On the latest Pate State Speaker Series, Kirby Smart flipped the script on Josh Pate, asking what his stance is against the 24-playoff format. The response was that ‘scarcity matters’. If everyone gets in, what’s the regular season worth? The Georgia head coach didn’t disagree, but then he dropped an example with Miami on why the current 12-team format isn’t working out. 

“I just don’t know where that line of demarcation is,” Kirby Smart said. “For Miami, who legitimately could have won the national championship, they had two losses to teams that are really competitive… But maybe they’re better than that; they shouldn’t lose those games. They had two games they shouldn’t lose. I feel like for 10 years I’ve been here, if you lost two games you shouldn’t lose, you’re gone, you’re out, but they were good enough to win it.”

We can think of it like a local village wrestling tournament. Years ago, if a wrestler lost two matches early on, they packed their bags and went home. Miami lost two matches last season. By the old rules, their championship dreams were dead. But this new, expanded system gave them a second life.

Kirby Smart’s comment exposed a crack in the old system. It didn’t matter that Miami lost to unranked Louisville and SMU because they barged in as a No. 10 seed in the 12-team format with a late-season surge and a statement win over Notre Dame. Then they made use of that opportunity by becoming the first double-digit seed to reach the national title game.
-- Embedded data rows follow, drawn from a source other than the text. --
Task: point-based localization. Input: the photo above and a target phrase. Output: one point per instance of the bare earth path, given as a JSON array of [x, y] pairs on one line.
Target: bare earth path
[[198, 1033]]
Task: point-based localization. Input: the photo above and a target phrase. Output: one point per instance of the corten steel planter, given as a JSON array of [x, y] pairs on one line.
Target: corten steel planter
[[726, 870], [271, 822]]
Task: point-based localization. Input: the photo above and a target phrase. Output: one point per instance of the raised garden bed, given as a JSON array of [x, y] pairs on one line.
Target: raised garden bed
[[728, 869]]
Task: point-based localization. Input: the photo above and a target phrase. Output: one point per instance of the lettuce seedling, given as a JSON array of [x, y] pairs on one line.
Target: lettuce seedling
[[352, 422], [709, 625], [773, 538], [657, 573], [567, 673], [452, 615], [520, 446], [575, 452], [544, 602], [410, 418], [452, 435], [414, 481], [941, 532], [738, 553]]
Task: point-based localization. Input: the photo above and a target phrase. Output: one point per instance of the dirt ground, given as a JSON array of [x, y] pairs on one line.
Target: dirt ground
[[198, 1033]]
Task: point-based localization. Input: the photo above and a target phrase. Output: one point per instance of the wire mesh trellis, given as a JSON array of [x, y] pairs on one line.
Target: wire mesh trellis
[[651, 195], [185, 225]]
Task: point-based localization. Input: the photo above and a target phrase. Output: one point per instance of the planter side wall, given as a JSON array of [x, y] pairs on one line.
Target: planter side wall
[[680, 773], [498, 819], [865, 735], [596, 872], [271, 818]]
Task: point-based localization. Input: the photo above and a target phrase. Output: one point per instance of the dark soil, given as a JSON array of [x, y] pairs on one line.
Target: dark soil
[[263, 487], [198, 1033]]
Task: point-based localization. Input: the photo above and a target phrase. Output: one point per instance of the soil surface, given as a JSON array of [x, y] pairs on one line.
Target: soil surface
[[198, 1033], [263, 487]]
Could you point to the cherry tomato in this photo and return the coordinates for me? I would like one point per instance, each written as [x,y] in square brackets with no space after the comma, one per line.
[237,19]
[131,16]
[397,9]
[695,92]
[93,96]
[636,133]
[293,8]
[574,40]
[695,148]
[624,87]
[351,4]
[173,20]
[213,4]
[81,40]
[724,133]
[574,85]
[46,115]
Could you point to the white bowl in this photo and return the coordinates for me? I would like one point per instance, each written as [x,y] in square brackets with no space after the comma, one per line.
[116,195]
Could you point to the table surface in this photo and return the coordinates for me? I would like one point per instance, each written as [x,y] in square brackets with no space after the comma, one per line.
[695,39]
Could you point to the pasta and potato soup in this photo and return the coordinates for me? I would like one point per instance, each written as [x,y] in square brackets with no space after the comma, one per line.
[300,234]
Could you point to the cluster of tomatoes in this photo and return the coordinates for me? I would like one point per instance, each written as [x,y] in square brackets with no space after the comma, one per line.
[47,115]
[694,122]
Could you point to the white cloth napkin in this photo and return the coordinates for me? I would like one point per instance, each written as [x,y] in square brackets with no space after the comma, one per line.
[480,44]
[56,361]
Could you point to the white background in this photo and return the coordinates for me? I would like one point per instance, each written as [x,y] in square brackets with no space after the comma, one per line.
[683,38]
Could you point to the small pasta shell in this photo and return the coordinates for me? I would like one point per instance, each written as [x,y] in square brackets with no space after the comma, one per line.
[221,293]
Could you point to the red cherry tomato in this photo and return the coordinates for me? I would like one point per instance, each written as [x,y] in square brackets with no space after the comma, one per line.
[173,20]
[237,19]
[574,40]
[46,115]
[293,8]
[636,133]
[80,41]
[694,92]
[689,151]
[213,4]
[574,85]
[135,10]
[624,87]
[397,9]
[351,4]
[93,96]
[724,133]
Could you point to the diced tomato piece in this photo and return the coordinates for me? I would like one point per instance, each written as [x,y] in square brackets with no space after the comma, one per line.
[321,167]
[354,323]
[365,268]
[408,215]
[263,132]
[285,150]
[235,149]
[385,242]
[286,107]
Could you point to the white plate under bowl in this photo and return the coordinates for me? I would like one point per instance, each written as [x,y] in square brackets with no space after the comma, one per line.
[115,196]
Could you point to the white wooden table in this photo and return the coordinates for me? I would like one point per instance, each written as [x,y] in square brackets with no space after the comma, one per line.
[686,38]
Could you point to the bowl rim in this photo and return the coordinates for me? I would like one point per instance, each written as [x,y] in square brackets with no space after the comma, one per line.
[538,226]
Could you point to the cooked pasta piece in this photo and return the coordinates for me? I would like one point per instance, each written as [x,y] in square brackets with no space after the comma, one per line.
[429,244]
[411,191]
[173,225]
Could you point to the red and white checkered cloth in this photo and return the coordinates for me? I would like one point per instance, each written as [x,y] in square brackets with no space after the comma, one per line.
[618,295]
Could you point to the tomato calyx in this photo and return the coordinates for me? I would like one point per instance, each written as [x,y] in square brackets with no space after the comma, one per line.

That’s why there’s this uncomfortable scenario for the playoff committee to make decisions. It’s no longer about whether a two-loss team deserves to be in. It’s about whether they can afford to leave them out. This is where the proposed 24-team model, pushed heavily by the Big Ten, starts to make sense.

Instead of old men sitting in a room arguing over who deserves a chance, a 24-team model makes it simple math. If you win your big games, you automatically qualify. It removes the bias and guarantees that talented teams always get to prove their worth on the actual field.

Right now, playoff decisions are mostly based on opinions, which makes things unclear. Teams like Miami become examples of being inconsistent but still talented. The 24-team “23+1” model changes that. Instead of debating if a two-loss SEC or Big Ten team deserves a spot, they would already be included. That would reduce committee decisions and make the system fairer and clearer.

And there’s a safety net. In the transfer portal era, teams improve over time. Teams in September may look very different by November. A 24-team field accepts that reality, giving elite but imperfect teams room to grow into contenders instead of leaving them out early. Now, if that format comes, there are going to be more changes as the American Football Coaches Association (AFCA) recommended.

AFCA’s proposals for playoff changes 

As Ross Dellenget reported for Yahoo Sports, the AFCA Board voted to support three major changes to the system.

  • Expanded playoffs with maximum participation 
  • Elimination of conference title games 
  • Ending the College Football Playoff by mid-January

Considering next year’s national title game is scheduled for January 25 after campuses have reopened, it only makes sense to sacrifice some games to fit everything. So then it’s the conference championship games that’ll have to go. The reason is that if the playoff is expanded and largely automated through bids, those extra data points become risky. Anyone would ask why any top team would put themselves in a competitive extra game that could knock them out. 

Not everyone’s on board, of course, starting with SEC Commissioner Greg Sankey, who’s supporting a 16-team format.

“Remember the days of old when everybody talked about, ‘We need to determine champions on the field’?” he said last week. “Well, what do we do in the SEC Championship Game? We determine champions on the field.”

Meanwhile, Kirby Smart is keeping himself open to both the 16-team and 24-team formats. 

“I’d split it right down the middle. Most coaches are going to say more is better than less,” he told On3. “But I can live with either one of those two. I don’t think there’s a huge difference.”

This brings us back to Miami, a two-loss team that, in a different era, wouldn’t have even made the conversation. Now, they’re the example everyone keeps coming back to because once you’ve seen a No. 10 seed nearly win it all, it’s hard to argue the system is too big.